08 Mar Subsidising Billionaires: Uber’s business model relies on underpaying drivers
Analysis from Uber in Australia has shown that the company’s business model is dependent on underpaying its drivers.
According to analysis by the Centre for Future Work in Australia called ‘Subsidising Billionaires’, UberX drivers earn well below minimum wage once all the hidden costs are taken into account.
They say that Uber’s cheaper fares are made possible because the company is significantly underpaying its drivers.
Australians earn $12.62 per hour on average driving for the ridesharing company’s most popular and low-cost service, UberX, the report estimated. This rose to more than $18 for those driving in Sydney and Canberra and dropped to under $11 for those in Perth. The numbers were based on gross revenues generated by a typical urban fare (traveling 10km and taking 18 minutes to complete) according to UberX’s published rate schedule.

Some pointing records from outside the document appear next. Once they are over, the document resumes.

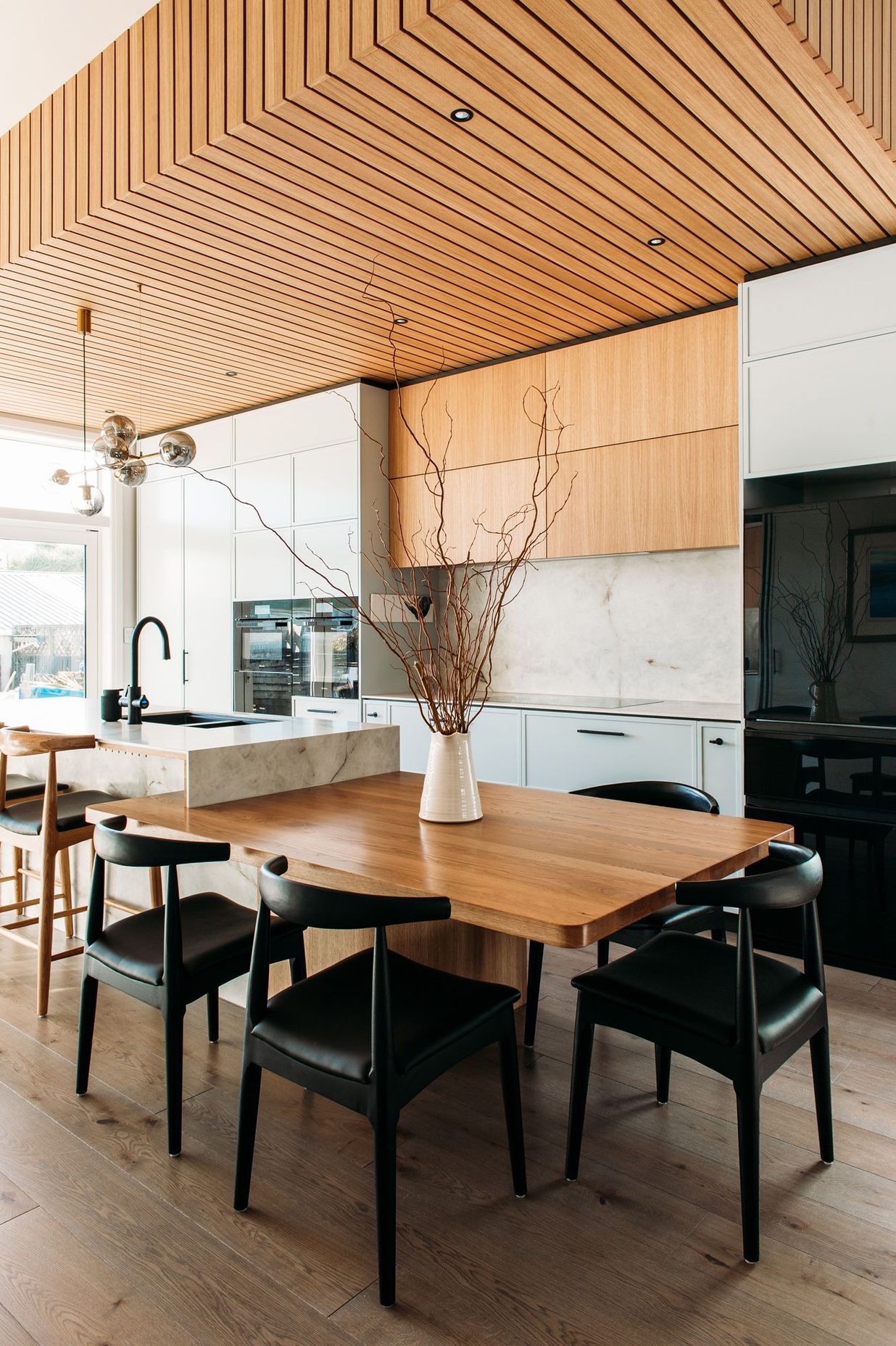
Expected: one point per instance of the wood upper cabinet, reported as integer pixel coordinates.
(663, 380)
(487, 415)
(655, 495)
(489, 495)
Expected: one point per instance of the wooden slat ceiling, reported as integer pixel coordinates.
(855, 44)
(253, 163)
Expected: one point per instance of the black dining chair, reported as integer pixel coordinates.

According to the calculations by the think tank, after deducting Uber’s various fees, net taxes, and the costs of providing and maintaining the vehicle, the driver is left with an average of just $8.29 from that fare (barely one-third of the gross revenue they collect).
The statutory minimum wage in Australia is $18.29 an hour and the average wage for workers in the sector averages at about $30 an hour for those working under Australia’s Passenger Vehicle Transportation Award.
In their opinion, the underpayment of UberX drivers in Australia constitutes a subsidy paid by them to the company amounting to hundreds of millions of dollars per year; and this underpayment of drivers (in Australia and elsewhere) has been essential to the dramatic expansion of Uber’s market value (most recently estimated at almost $50 billion U.S.).
“The low incomes of their drivers are essential to the escalation of Uber’s market value that has made some people fabulously rich,” he said. “The company dresses this up as flexibility but the money is so bad and uncertain that it’s only in an environment that people are desperate that this model can work.”
The cost of regular taxis are on average about 40% higher than UberX fares.
Stanford, who is the Centre for Future Work’s director, said in addition to the low hourly pay, drivers miss out on other protections and entitlements such as superannuation, workers’ compensation and leave entitlements.
“Drivers know this and the smart ones log on at the right times, in the right areas, and earn the big bucks.”
CEO of zoom.taxi Matthew Kendall said this attitude “underlines the callous attitude Uber has towards its drivers which is more akin to a 19th century mill owner than a 21st century company.”
“Saying that drivers should play the market not only shows its opinions of passengers who use the company but completely undermines the flexibility which many people operating in the gig economy need.